Google App Engine - SiteMap Creation for a social network
- by spidee
Hi all.
I am creating a social tool - I want to allow search engines to pick up "public" user profiles - like twitter and face-book.
I have seen all the protocol info at http://www.sitemaps.org and i understand this and how to build such a file - along with an index if i exceed the 50K limit.
Where i am struggling is the concept of how i make this run.
The site map for my general site pages is simple i can use a tool to create the file - or a script - host the file - submit the file and done.
What i then need is a script that will create the site-maps of user profiles. I assume this would be something like:
<?xml version="1.0" encoding="UTF-8"?>
<urlset xmlns="http://www.sitemaps.org/schemas/sitemap/0.9">
<url>
<loc>http://www.socialsite.com/profile/spidee</loc>
<lastmod>2010-5-12</lastmod>
<changefreq>???</changefreq>
<priority>???</priority>
</url>
<url>
<loc>http://www.socialsite.com/profile/webbsterisback</loc>
<lastmod>2010-5-12</lastmod>
<changefreq>???</changefreq>
<priority>???</priority>
</url>
</urlset>
Ive added some ??? as i don't know how i should set these settings for my profiles based on the following:-
When a new profile is created it must be added to a site-map. If the profile is changed or if "certain" properties are changed - then i don't know if i update the entry in the map - or do something else? (updating would be a nightmare!)

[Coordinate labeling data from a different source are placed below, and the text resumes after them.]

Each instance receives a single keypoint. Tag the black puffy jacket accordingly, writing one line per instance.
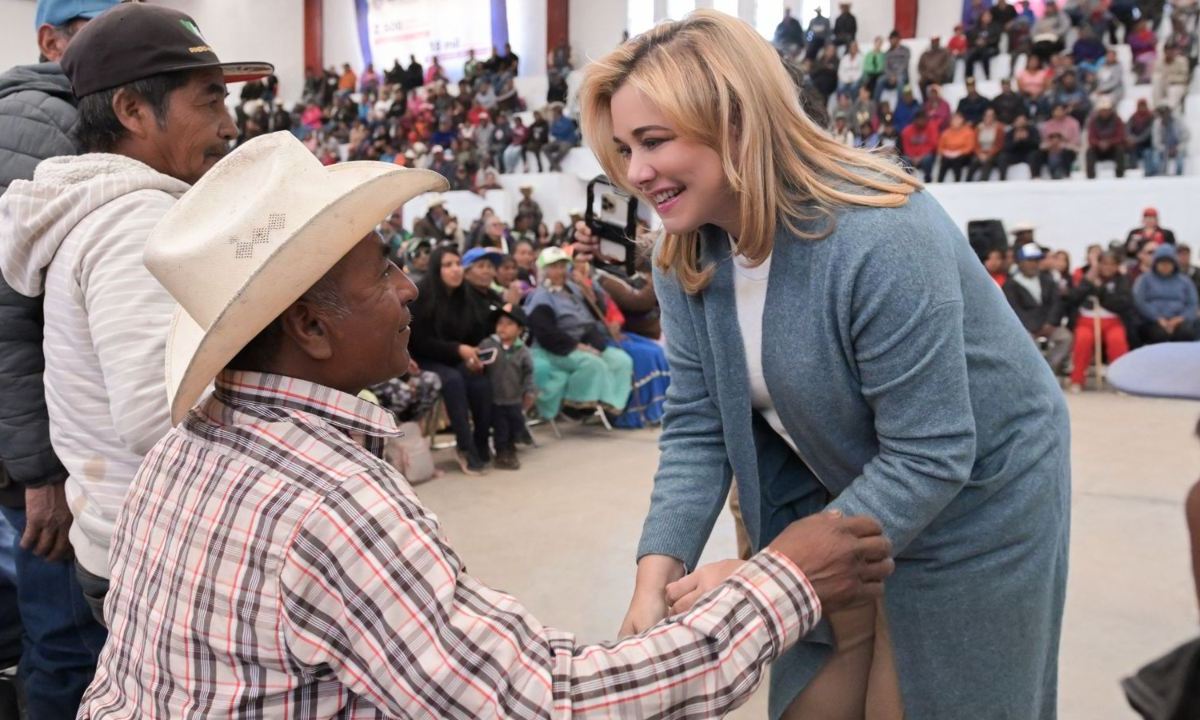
(36, 115)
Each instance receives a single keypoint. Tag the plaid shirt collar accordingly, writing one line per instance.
(271, 395)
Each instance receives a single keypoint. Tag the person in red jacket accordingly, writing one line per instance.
(919, 144)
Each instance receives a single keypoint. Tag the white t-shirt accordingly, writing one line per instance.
(750, 292)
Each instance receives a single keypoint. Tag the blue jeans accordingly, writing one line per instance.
(63, 641)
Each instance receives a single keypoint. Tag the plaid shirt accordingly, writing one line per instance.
(267, 565)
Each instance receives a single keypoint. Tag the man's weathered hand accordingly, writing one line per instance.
(683, 593)
(47, 522)
(845, 558)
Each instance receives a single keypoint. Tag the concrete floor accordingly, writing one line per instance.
(561, 535)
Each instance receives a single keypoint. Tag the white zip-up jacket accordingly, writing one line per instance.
(76, 232)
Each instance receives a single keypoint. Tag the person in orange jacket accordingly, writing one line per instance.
(919, 144)
(955, 148)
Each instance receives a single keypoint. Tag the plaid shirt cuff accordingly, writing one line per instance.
(783, 595)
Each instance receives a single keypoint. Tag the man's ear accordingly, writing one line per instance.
(309, 328)
(133, 112)
(52, 42)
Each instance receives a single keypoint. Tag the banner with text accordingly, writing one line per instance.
(449, 29)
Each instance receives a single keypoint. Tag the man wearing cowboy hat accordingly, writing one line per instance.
(151, 120)
(58, 645)
(269, 563)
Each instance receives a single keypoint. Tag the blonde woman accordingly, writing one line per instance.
(835, 343)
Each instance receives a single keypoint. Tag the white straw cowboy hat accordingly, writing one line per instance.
(261, 227)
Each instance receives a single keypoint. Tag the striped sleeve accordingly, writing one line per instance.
(371, 591)
(129, 315)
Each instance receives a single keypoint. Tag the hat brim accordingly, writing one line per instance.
(363, 195)
(1165, 370)
(233, 72)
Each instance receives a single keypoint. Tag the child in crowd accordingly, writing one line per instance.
(511, 376)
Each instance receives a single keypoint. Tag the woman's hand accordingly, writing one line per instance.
(471, 359)
(649, 604)
(587, 245)
(683, 593)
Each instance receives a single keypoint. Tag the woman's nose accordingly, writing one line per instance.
(639, 173)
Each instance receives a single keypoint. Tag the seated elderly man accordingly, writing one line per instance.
(268, 564)
(576, 363)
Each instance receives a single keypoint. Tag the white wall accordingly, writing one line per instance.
(341, 36)
(875, 18)
(1073, 214)
(18, 37)
(939, 17)
(595, 27)
(527, 34)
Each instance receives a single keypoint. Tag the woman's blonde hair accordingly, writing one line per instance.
(721, 84)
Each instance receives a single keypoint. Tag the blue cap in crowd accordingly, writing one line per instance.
(481, 253)
(60, 12)
(1029, 252)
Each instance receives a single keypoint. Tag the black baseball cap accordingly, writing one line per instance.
(135, 41)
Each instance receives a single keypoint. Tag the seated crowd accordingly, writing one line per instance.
(1139, 291)
(469, 131)
(1056, 109)
(485, 291)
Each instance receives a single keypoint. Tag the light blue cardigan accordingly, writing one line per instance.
(915, 396)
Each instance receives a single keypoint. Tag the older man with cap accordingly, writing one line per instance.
(151, 121)
(1105, 138)
(61, 640)
(267, 563)
(1035, 298)
(1149, 232)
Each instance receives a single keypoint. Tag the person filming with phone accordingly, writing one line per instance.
(451, 317)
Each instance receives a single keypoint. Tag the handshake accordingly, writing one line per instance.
(845, 559)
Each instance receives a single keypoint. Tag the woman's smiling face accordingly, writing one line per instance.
(682, 179)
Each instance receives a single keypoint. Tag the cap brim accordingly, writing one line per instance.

Some users may change their profile. In terms of relevance to the search engine the only way a google or yahoo search will find the users (for my requirement) profile would be for example by means of [user name] and [location] so once the entry for the profile has been added to the map file the only reason to have the search-bot re-index the profile would be if the user changed their user-name - which they cant. or their location - and or set their settings so that their profile would be "hidden" from search engines.

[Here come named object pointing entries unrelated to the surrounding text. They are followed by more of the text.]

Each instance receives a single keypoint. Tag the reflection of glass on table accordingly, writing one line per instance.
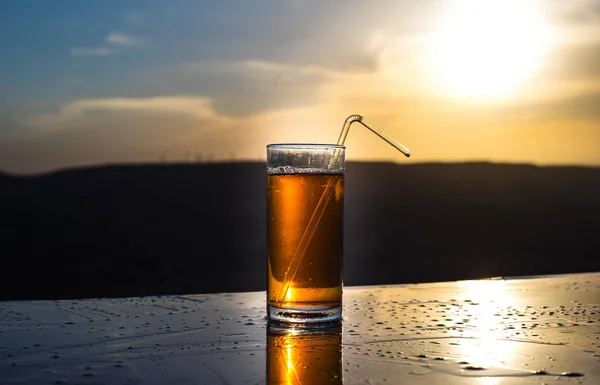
(312, 356)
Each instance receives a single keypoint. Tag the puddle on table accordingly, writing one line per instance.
(433, 333)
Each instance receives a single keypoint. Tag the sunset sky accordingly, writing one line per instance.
(94, 82)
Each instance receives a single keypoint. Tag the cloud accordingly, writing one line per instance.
(117, 43)
(97, 51)
(135, 18)
(73, 113)
(122, 39)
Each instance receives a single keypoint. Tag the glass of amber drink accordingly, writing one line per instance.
(305, 211)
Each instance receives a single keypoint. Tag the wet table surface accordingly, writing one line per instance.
(539, 330)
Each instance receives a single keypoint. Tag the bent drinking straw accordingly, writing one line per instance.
(313, 223)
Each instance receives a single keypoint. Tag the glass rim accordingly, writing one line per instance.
(305, 146)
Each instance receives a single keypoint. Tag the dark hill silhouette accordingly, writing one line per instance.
(185, 228)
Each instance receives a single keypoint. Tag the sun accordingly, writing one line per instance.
(487, 49)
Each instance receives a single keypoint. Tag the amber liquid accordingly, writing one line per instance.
(304, 359)
(316, 283)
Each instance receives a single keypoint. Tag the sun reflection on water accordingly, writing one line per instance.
(487, 345)
(304, 356)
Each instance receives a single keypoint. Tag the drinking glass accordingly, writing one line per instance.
(305, 211)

I assume my map creation will need to be dynamic. From what i have said above i would imagine that creating a new profile and possible editing certain properties could mark it as needing adding/updating in the sitemap.
Assuming i will have millions of profiles added/being edited how can i manage this in a sensible manner.
i know i need a script that can append urls as each profile is created
i know the script will prob be a TASK - running at a set freq - perhaps the profiles have a property like "indexed" and the TASK sets them to "true" when the profiles are added to the map.
I dont see the best way to store the map - do i store it in the datastore i.e;
model=sitemaps
properties
key_name=sitemap_xml_1 (and for my map sitemap_index_xml)
mapxml=blobstore (the raw xml map or ror map)
full=boolean (set true when url count is 50) # might need this as a shard will tell us
To make this work my thoughts are
m cache the current site map structure as "sitemap_xml"
keep a shard of url count
when my task executes
1. build the xml structure for say the first 100 urls marked "index==false" (how many could u run at a time?)
2. test if the current mcache sitemap is full (shardcounter+10050K)
3.a if the map is near full create a new map entry in models "sitemap_xml_2" - update the map_index file (also stored in my model as "sitemap_index" start a new shard - or reset.2
3.b if the map is not full grab it from mcache
4.append the 100 url xml structure
5.save / m cache the map
I can now add a handler using a url map/route like /sitemaps/*
Get my * as map name and serve the maps from the blobstore/mache on the fly.
Now my question is does this work - is this the right way or a good way to start? Will this handle the situation of making sure the search bots update when a user changes their profile - possibly by setting the change freq correctly? - Do i need a more advance system :( ? or have i re-invented the wheel!
I hope this is all clear and make some form of sense :-)